Zögern der Mitgliedsstaaten
Im Jahr 2018 forderte die Ombudsstelle mehr Transparenz über das beratende Gremium aus „Experten“, die die Entwicklung der Gemeinsamen Sicherheits- und Verteidigungspolitik (GSVP) der EU beeinflussen.
Sie stellten auch einen Mangel an Transparenz bei der Bewertung über die Einhaltung des Völkerrechts und der Menschenrechte bei den vorgeschlagenen Projekten für Verteidigungstechnologien im Rahmen des EVF-Pilotprojekts durch die Kommission fest.
Die Frage der Transparenz in Verteidigungsangelegenheiten ist aufgrund der sensiblen Informationen heikel. Zu viel Transparenz bereitet den Mitgliedstaaten und der Kommission Sorgen.

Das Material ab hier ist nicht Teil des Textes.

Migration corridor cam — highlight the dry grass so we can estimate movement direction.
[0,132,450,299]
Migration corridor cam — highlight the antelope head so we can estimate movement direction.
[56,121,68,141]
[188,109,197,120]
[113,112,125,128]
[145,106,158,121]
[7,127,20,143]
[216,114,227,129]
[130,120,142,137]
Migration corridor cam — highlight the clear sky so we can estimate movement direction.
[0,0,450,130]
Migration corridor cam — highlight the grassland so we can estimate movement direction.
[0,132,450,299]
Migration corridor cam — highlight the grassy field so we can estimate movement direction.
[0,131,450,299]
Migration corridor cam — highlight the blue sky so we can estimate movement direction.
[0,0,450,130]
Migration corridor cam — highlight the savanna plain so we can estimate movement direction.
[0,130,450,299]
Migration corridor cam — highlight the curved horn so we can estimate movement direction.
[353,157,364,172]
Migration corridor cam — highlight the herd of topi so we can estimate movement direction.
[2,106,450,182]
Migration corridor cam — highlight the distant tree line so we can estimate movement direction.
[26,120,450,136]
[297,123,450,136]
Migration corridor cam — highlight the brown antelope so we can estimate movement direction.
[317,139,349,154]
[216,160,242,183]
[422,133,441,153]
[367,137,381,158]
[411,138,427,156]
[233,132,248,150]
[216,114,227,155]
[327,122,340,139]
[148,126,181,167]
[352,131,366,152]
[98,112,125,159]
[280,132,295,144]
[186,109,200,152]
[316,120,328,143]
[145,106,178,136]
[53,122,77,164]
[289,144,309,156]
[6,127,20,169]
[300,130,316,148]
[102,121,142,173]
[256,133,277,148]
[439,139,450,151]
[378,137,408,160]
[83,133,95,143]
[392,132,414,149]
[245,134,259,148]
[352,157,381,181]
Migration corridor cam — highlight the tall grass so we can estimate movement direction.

Der Vorschlag von Binnenmarktkommissar Thierry Breton, dass die Mitgliedstaaten und die Industrie sensible Informationen über ihre Produktionskapazitäten und Wertschöpfungsketten austauschen sollten, wurde abgelehnt und auf eine spätere Phase verschoben, als es im Rahmen des Gesetzes zur Unterstützung der Munitionsproduktion (ASAP) darum ging, die Produktion für die Ukraine hochzufahren.
Die Generaldirektion DEFIS, die für Angelegenheiten der Verteidigungsindustrie zuständig ist, hat ebenfalls Probleme mit der Sicherung sensibler Informationen, wie das französische Online-Medium Lettre A letzte Woche berichtete.